PLANET X INCOMING: World’s biggest active geyser erupts at Yellowstone National Park for third time in weeks
The world’s largest active geyser has erupted for the third time in less than six weeks.
Steamboat Geyser, in Yellowstone National Park, erupted at around 6.30am local time on Friday morning, geologists said.
The eruption is the latest event in a rare period of activity at the geyser this year, following similar water discharges on March 15 and April 19 this year.
Before this year, Steamboat had not erupted since September 2014.
The US Geological Survey said all events so far in 2018 had been smaller than recent major activity observed in 2013 and 2014.
"Like most geysers, eruptions of Steamboat can't be predicted, they may be days or decades apart," Yellowstone said in a tweet.

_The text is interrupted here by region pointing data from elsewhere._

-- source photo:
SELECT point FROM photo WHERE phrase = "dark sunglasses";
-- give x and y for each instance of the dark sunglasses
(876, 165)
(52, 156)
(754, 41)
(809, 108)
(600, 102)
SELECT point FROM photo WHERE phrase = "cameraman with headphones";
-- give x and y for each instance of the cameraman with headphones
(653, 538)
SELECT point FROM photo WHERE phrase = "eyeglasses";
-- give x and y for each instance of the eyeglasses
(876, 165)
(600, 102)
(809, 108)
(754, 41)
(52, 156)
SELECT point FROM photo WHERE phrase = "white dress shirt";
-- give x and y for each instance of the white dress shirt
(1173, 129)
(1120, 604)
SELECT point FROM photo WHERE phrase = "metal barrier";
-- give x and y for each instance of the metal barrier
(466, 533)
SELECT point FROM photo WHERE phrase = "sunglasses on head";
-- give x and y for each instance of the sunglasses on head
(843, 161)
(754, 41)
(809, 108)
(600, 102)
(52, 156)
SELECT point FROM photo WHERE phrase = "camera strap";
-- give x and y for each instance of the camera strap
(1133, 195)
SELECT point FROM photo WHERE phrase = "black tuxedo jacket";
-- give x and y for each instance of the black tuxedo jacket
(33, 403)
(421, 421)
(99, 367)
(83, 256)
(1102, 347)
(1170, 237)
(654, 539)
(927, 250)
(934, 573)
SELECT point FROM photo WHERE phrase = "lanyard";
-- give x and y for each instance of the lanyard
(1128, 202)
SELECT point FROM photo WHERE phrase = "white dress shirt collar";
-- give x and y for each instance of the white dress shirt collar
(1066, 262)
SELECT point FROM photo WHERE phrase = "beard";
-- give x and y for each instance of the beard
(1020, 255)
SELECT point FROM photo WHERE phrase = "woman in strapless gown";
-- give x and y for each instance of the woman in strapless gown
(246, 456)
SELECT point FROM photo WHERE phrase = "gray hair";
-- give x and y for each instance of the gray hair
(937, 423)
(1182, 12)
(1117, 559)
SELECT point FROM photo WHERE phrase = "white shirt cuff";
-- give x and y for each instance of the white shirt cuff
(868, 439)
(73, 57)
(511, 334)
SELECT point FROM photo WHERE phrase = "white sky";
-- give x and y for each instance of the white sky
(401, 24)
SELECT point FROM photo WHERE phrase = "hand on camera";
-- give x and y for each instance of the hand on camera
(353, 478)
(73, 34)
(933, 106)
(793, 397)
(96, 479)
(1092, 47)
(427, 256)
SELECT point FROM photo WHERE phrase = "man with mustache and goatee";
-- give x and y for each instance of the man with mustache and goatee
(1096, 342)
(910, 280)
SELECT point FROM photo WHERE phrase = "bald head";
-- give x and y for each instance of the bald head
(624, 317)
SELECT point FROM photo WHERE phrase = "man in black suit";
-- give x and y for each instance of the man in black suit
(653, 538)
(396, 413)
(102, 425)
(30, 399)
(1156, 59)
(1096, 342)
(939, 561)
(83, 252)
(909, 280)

Steamboat, located in the Norris Geyser Basin, can shoot a column of water up to 115 metres (380 feet) into the air, making it the world’s tallest active geyser.

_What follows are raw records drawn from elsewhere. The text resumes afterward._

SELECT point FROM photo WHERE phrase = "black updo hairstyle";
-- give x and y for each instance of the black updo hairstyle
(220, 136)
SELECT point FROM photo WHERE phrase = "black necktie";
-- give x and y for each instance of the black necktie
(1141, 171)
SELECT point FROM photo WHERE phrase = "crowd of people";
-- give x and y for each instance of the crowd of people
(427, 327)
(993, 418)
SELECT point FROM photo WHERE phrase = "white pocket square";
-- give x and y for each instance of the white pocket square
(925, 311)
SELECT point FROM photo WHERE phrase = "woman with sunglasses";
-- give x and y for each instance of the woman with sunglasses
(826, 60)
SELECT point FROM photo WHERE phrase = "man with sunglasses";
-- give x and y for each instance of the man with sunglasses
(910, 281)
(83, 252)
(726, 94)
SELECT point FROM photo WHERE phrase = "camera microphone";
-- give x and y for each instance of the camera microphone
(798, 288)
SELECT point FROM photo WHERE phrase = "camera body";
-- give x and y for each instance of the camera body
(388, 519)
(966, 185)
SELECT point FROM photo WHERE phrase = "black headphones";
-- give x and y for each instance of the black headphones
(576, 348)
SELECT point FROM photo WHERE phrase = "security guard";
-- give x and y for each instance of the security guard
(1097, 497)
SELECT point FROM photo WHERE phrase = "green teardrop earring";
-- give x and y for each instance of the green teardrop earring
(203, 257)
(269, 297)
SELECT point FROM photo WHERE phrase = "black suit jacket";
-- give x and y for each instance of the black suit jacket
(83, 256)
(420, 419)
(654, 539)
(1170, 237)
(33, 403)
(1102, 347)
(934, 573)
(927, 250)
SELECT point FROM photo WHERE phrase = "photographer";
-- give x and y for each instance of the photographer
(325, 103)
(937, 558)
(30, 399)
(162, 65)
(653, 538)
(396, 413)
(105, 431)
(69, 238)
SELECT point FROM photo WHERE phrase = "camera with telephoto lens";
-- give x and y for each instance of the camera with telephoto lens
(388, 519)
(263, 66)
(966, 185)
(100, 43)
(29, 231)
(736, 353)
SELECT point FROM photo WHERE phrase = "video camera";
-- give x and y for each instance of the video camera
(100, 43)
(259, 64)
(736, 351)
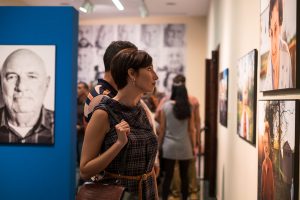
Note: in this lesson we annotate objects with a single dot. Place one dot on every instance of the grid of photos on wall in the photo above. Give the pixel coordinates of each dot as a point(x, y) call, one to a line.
point(27, 94)
point(278, 149)
point(278, 45)
point(164, 42)
point(246, 96)
point(223, 96)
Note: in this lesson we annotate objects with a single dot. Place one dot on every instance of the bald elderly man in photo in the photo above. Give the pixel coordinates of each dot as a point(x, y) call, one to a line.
point(24, 83)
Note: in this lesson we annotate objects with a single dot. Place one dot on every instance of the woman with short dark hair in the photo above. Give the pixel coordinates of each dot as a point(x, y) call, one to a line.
point(107, 142)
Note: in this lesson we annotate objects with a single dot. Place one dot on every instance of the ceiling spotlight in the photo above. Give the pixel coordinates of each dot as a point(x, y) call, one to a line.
point(118, 4)
point(143, 9)
point(87, 7)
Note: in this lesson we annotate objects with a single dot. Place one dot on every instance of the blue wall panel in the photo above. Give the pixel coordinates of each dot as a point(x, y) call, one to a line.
point(44, 172)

Scientists have only ever recorded more powerful eruptions at the Waimangu Geyser in New Zealand, which has now been extinct for more than a century.

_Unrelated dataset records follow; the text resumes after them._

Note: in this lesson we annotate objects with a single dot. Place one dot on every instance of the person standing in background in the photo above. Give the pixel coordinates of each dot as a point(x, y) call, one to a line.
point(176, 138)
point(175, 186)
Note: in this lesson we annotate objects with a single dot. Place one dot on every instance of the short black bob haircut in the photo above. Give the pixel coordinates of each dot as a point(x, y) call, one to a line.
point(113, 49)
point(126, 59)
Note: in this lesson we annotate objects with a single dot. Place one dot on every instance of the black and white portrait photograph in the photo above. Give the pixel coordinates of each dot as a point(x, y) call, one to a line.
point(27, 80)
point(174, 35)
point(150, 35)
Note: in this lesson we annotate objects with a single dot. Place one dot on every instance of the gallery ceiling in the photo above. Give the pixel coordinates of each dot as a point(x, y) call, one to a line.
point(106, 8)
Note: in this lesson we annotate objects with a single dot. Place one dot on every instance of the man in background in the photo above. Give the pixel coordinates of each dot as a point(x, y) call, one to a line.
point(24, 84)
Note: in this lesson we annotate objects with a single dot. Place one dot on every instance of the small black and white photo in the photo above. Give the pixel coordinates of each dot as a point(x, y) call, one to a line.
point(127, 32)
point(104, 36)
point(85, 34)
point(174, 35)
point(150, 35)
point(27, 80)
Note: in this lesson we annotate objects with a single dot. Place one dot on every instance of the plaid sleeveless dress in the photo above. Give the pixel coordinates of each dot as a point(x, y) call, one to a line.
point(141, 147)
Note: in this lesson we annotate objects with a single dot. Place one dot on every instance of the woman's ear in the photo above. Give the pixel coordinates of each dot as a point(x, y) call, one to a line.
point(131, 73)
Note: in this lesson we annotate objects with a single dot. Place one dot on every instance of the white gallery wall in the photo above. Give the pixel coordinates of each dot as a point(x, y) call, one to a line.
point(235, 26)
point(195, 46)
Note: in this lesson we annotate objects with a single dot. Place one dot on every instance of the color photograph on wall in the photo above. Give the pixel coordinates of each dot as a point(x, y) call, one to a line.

The geyser is around three times taller than Old Faithful, Yellowstone’s most famous geyser known for erupting at intervals of between 45 and 125 minutes.
The extensive geothermal activity at the park is caused by a magma chamber more than 50 miles (80km) long and 12 miles (20km) wide beneath the earth’s surface.
Often referred to as the Yellowstone Supervolcano or the Yellowstone Caldera, the area produced the Huckleberry Ridge supereruption 2.1 million years ago.
The event is thought to have been 2,500 times larger than the Mount St Helens eruption in 1980, the most recent major volcanic activity in the mainland US.